GrafoDexia

This site is devoted to copyright and issues of 'intellectual property,' particularly the issue's analytical aspects. It also concerns itself with the gap between public perception and the true facts, and with the significant lag time between the coverage on more technical sites and the mainstream press. For site feed, see: http://grafodexia.blogspot.com/atom.xml To see the list of sites monitored to create this site, see: http://rpc.bloglines.com/blogroll?html=1&id=CopyrightJournal

Sunday, May 31, 2009

Interesting side-effect of Hulu, from talking to TV-less friends: If you're downloading the episode each week because you don't have a TV or you prefer to watch on the computer, you have a complete collection at the end of the season--you're building it in small chunks. Post-Hulu, there's no collection-building, and therefore you may be more likely to buy the DVD set rather than download for days straight. There also may be a psychological aversion to downloading something that is available for purchase in physical form (a collection) rather than something that is not (an episode).

Of course, the plural of "anecdote" and "speculation" is not "data"....

Saturday, May 23, 2009

From the Elsevier Reviewer's Packet:
"Elsevier shares the view of many that all scholars who wish to contribute to publications have an obligation to do a fair share of reviewing."

I don't disagree necessarily, but it seems a bit self-serving coming from one of the major publishers of toll-access journals--journals built by academics who seek to publish in them, academics who provide free labor in reviewing for them, and academic libraries who purchase them.

Saturday, May 02, 2009

A Stitch in Time: The Rise and Fall of the Sewing Machine Patent Thicket


Scholarly interest in how anticommons theory applies to patents has skyrocketed since Professor Michael Heller first proposed a decade ago that excessively fragmented interests in land can frustrate its commercial development. There is now a vigorous debate on whether anticommons exist in patent law, and, if so, whether these patent thickets impede innovation in patented products. As Professor Heller writes in his recently published book, The Gridlock Economy, "the empirical studies that prove - or disprove - our theory remain inconclusive."

This article contributes to this debate by analyzing the rise and fall of the first patent thicket in American history: the Sewing Machine War of the 1850s. The invention of the sewing machine in the antebellum era represents many firsts in the American legal system - the first patent thicket, the first "patent troll," and the first patent pool. Significantly, this case study verifies that patent thickets exist and that they can frustrate commercial development of new products.
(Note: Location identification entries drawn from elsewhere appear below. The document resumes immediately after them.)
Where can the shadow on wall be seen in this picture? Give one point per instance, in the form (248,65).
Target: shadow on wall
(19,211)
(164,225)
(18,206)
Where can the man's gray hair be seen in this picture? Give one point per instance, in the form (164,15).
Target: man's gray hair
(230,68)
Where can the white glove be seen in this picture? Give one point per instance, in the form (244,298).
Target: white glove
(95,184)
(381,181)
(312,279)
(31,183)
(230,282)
But it also challenges widely held assumptions in the patent thicket literature. Many scholars believe that this is largely a modern problem arising from a host of allegedly new issues in the patent system, such as incremental high-tech innovation, excessive litigation, and the rise of "patent trolls." Yet the sewing machine patent thicket exhibited all of these phenomena, revealing that patent thickets have long existed within the historically successful American patent system. The denouement of the sewing machine patent thicket in the Sewing Machine Combination of 1856, the first privately formed patent pool, further challenges the widely held belief that patent thickets are best solved through new statutes, regulations or court decisions that limit property rights in patents. To the contrary, the Sewing Machine Combination was formed against the backdrop of the strong protection of property rights in patents in the antebellum era. Thus, the story of the invention of the sewing machine is a striking account of early American technological, commercial and legal ingenuity, which heralds important empirical lessons for how patent thicket theory is understood and applied today.